Yes, school was fun and most of the time uneventful, but once in a while our creative genius would kick in and we would try to push the envelope. One of my favorite things to do on an indoor recess was to play with modeling clay. I could take that clay and make anything from army men to football players or even stock cars. The best part was when you were finished you could roll everything into a ball for the next time. I carried my modeling clay habit home and found that, although I didn’t have much money for toys, I could buy a box of modeling clay at the Ben Franklin store for a quarter and make almost any toy I wanted. Even though I had long outgrown the modeling clay thing, my mother would always make sure I got a new box every year for Christmas.

When I was overseas in the service I received a package from home at Christmas time.
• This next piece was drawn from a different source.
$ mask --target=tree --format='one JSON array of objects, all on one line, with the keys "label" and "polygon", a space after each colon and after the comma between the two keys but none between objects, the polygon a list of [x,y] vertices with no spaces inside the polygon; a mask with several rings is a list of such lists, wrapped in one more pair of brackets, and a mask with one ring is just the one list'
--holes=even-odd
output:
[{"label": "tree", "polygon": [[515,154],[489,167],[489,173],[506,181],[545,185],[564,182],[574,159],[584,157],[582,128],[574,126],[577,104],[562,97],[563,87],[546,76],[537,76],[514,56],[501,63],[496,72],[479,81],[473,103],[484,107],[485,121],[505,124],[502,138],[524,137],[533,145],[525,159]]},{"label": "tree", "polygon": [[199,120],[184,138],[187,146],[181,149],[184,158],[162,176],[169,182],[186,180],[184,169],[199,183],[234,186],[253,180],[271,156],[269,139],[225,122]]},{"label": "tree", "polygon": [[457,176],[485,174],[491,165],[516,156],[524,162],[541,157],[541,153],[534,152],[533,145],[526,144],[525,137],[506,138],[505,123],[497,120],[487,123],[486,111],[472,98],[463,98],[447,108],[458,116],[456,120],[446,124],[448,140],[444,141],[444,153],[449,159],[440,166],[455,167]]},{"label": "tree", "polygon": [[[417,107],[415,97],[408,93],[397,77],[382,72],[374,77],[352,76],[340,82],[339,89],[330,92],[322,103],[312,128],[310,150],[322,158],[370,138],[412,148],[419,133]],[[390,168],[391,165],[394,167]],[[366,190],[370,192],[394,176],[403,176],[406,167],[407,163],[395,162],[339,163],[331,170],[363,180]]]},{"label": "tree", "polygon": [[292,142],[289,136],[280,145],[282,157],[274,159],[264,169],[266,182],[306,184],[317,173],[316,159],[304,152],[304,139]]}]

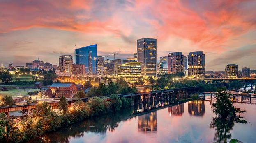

It was from Mom and Dad, and when I opened it up I found some clothes and, there in the bottom of the package, was a box of modeling clay. Even though I was halfway around the world, that box of clay sure made it feel just a little more like Christmas. I guess that’s just what moms do.

Once the school day was over, I would walk home and sometimes Larry Hubbell, who was a little older than me, would ask if I wanted to stop in for a while and watch “Crusader Rabbit” on TV. I always looked forward to that because we didn’t have TV at our house. We still hadn’t evolved from the entertainment-by-radio era.

Until next time, there is still time to enjoy the outdoor rinks, sledding and fishing on our area lakes, but always be careful when you do decide to venture out because no ice is ever 100 percent safe.

Please, remember to keep our troops in your thoughts and prayers, in not only during the holiday season, but for the rest of the year. They are the reason that we are able to enjoy all the freedoms that we have today.